Several ways to use lm function
Henry T.H. Tu
Specialised in operational data analytics, cloud big data analytics, customer analytics, geospatial data analytics, and natural language processing with computing/statistical background in EY Singapore TD team
We are given the data with columns (random variables) and we want to tell if there is a relationship / dependency between the variables. The simplest relationship would be linear relatioships that people usually think of.
However, linear relationships can be extended to non-linear relationships and generalized linear relationships. This means that we can do many amazing things from just understanding the linear model. Let us use the function lm in R language to demonstrate what I mean.
Learning (a, b) of the model Y = a*X + b from data
In the simplest case, we want to answer what is the value of a and b from the data. And we can use lm function to do that.
https://raw.githubusercontent.com/tutrunghieu/sharing/master/lm1/lm1-xy.R
Learning (a, b, c) of the model Y = a*X1 + b*X2 + c from data
When we have two variable, the function lm still works and it gives the linear coefficients for the model.

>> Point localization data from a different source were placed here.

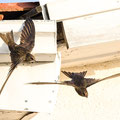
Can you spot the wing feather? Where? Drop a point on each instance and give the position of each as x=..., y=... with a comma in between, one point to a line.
x=28, y=35
x=72, y=75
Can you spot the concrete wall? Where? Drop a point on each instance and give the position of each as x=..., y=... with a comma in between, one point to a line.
x=103, y=102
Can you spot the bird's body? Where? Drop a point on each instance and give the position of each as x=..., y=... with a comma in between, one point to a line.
x=79, y=82
x=21, y=52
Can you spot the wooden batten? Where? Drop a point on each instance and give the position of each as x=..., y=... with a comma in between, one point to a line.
x=66, y=9
x=45, y=40
x=93, y=29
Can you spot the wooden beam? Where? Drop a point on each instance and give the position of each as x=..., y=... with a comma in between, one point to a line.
x=45, y=40
x=93, y=29
x=66, y=9
x=32, y=12
x=89, y=54
x=5, y=7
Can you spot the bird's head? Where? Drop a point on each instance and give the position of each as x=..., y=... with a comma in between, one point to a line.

https://raw.githubusercontent.com/tutrunghieu/sharing/master/lm1/lm2-x1x2-y.R
Learning (a, b, c) of the generalized linear model Y = exp(a*X1+b*X2 + c) from data #output-transformation
This is not the linear model anymore. This is non-linear model. If you try to apply lm directly into the dataset, the error will be very high.
However, we can still make it linear if we take the log from both side. Then we have log(Y) = a*X1 + b*X2 + c instead of the original model. And we see that log(Y) linearly depends on X1 and X2.
As a result, we learn (X1, X2, logY) instead of learning (X1, X2, Y) then we predict by take exp(y) where y is the predicted value.
https://raw.githubusercontent.com/tutrunghieu/sharing/master/lm1/lm3-logY.R
Learning (a, b, c, d) of the model Y = a*X^3 + b*X^2 + c*X + d from data #input-transformation
We can use the lm function to learn the polynomial parameters as well. In this case, we need to add more input variables X3=X^3 and X2=X^2 therefore the input data will have (X, Y, X2, X3) instead of (X, Y). This is called input transformation. The input (X) is transformed into (X, X2, X3).
https://raw.githubusercontent.com/tutrunghieu/sharing/master/lm1/lm4-poly.R
Conclusion
Linear model is very simple. However it is very effective. It can help us understand not only the linear relationships between variables, but also the non-linear relationships if we use it wisely.
Linear model is also a very effective building block to build the complicated learning models with many layers. We can see it in model combining/averaging topics.